You don’t have to run a marathon to get your daily exercise, just start small and work up to running faster and longer. According to the National Cancer Institute, 21 different studies found that exercising daily can reduce the risk for Lung Cancer up to 20%. That could very well make the difference! The more active you stay, the greater the reduction in chance of getting it. Oh, and of course, have an otherwise healthy lifestyle.

2. Colon Cancer

Colon Cancer

Biking is a great way to get exercise. I personally love to mountain bike, but if there aren’t trails near you, then road biking is a great option. It’s a killer workout and you feel accomplished after, especially when you get some distance under your belt. Many studies have consistently determined that adults who up their physical activity, in intensity, duration, or frequency, can reduce their risk of developing colon cancer by 30 to 40 percent relative to those who don’t exercise. Doctors say that 30 to 60 minutes of moderate to vigorous physical activity per day is needed to protect against colon cancer. Even though exercise helps, it’s still recommended to get screened for colon cancer.

3. Endometrial Cancer

Endometrial Cancer

Hiking is for everybody. The earth is beautiful, this is about the cleanest way to go and see it. You’ll forget you’re even exercising on a good hike. There are trails for every experience level! 20 different studies have concluded that exercise can reduce the risk of Endometrial Cancer by 20%-40%. The more consistent the exercise, the better!

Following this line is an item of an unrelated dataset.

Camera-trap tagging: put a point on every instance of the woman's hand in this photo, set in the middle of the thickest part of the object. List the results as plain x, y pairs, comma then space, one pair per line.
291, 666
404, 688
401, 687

The fight against cancer starts way before a diagnosis, sometimes.

4. Breast Cancer

Breast Cancer

Try yoga once and you’ll find you have muscles you didn’t know existed. It’s an excellent workout and a great opportunity to learn physical, mental and emotional control. Existing evidence from about 60 different studies show a decreasing risk of breast cancer as the frequency and duration of exercise increases. Most studies suggest that 30 to 60 minutes per day of moderate to high-intensity exercise is associated with reduced chance of breast cancer. Exercise will lower levels of insulin and insulin-like growth factor I (IGF-I), improve immune responses; and assists with weight maintenance to avoid a high body mass and excess body fat.